As Larry Walsh of ChannelNomics describes, this is the first time we are going through so many megatrends at once. Pandemic experience, demographic shifts, geopolitical-economic instability, increase in customer expectations, the need to make technology sustainable, and so on. All of this amalgamates into a likely recession.
Although it’s difficult to predict the exact repercussions of a recession, we know there are a multitude of strategies businesses can leverage to survive and thrive during times of economic instability. So how do you turn lemons into lemonade? Well, during the Great Depression, while their competitors did the predictable thing and cut advertising and spending, cereal brand Kellogg snap-crackle-and popped its way to the top by doubling its marketing budget and launching aggressive ads and rebates around their new product. The result? A 30% profit increase and a lasting reputation as the industry’s dominant player.
With the right strategies and resources in place, businesses have every opportunity to engage and enable their channel in ways that not only keep sell-through opportunities alive but ensure longer term loyalty with partners. Here are some ways to recession-proof and grow your channel.
Channel partners become even more integral during times of economic instability as the potential for layoffs and workforce turnover looms over CIOs and internal IT departments. Those organizations still need to get the work done and turn to your partners. There’s truly no better time to leverage them as a true extension of your sales and marketing efforts. Of course, ensuring that the impact of a recession is minimized wherever possible must be at the forefront of any vendors channel efforts as things slow down. But recessions can be an advantageous time to educate, engage, and enable your network of resellers, dealers and distributors as well.
If there is an economic downturn, your partners are going to start suggesting purchase decisions based more on what’s most lucrative to them. That is where SPIFs, MDF, and Rebates/Cash Back come in. As the Kellogg example taught us, it’s ok to think outside the box and be aggressive with spend around your go-to-market strategies.
At the end of the day, it’s imperative that vendors understand how the market is changing and be able to innovate alongside it.

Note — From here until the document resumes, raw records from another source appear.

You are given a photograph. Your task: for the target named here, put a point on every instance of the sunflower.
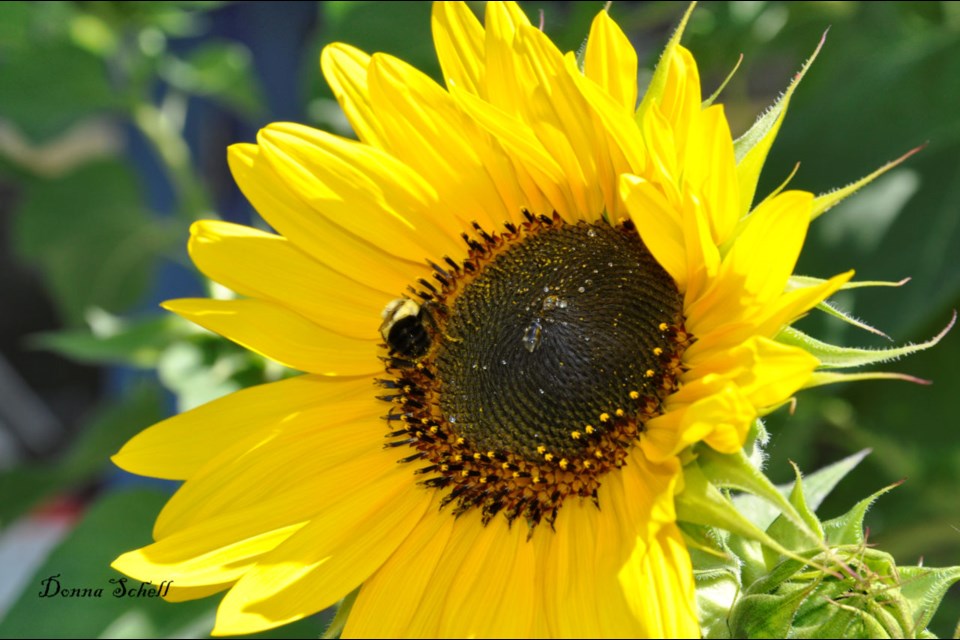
(518, 299)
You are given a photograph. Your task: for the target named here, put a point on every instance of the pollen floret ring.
(538, 360)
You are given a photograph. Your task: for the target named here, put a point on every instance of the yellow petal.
(325, 241)
(426, 130)
(281, 335)
(661, 587)
(711, 171)
(269, 267)
(390, 599)
(766, 372)
(325, 560)
(547, 189)
(756, 269)
(506, 76)
(271, 473)
(611, 61)
(459, 40)
(160, 452)
(722, 419)
(593, 573)
(345, 69)
(361, 189)
(658, 224)
(497, 571)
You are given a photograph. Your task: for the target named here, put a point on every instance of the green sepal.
(340, 617)
(923, 588)
(716, 94)
(764, 615)
(752, 147)
(834, 357)
(848, 528)
(735, 471)
(826, 201)
(717, 577)
(798, 282)
(785, 531)
(701, 503)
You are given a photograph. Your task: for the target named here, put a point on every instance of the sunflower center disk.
(526, 372)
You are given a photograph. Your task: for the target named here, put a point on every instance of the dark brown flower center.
(526, 372)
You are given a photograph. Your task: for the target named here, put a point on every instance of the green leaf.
(734, 471)
(339, 620)
(90, 236)
(832, 356)
(783, 530)
(102, 436)
(923, 589)
(702, 503)
(766, 616)
(752, 147)
(658, 82)
(49, 83)
(848, 528)
(816, 487)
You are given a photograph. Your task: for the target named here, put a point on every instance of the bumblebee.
(405, 330)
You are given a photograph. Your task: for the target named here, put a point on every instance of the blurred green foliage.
(77, 78)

Whether its channel promotions based on sell-through or sell-out, or consumer promotions based on a purchase, economic downturn can be a lucrative time to double down on unique promotional strategies that are based on post-buy since you only pay on deals closed.
Times of economic instability can also be an ideal period to invest in streamlined and automated processes. For businesses who might be resistant to new technology, now is the perfect opportunity to digitize manual processes and outdated systems. Those still managing channel programming using spreadsheets and legacy systems can gain more insight and visibility into their channel and be better equipped to make informed decisions going forward. When economic improvement begins, it will be all about how quickly organizations can respond. If you have true visibility into what’s working and what’s not, you’ll be in a great position coming out of the recession. By automating processes now, organizations will be far more agile when an economic uptick occurs.
Coming out of the recession, organizations need to ensure they have a scalable, efficient business and channel that can take advantage of new growth opportunities. The reality is, if you don’t spend on your channel now, the partners you want to work with will not be available to you later. They will be partnered with the companies who provided resources to educate them, enable them and yes, incentivize them.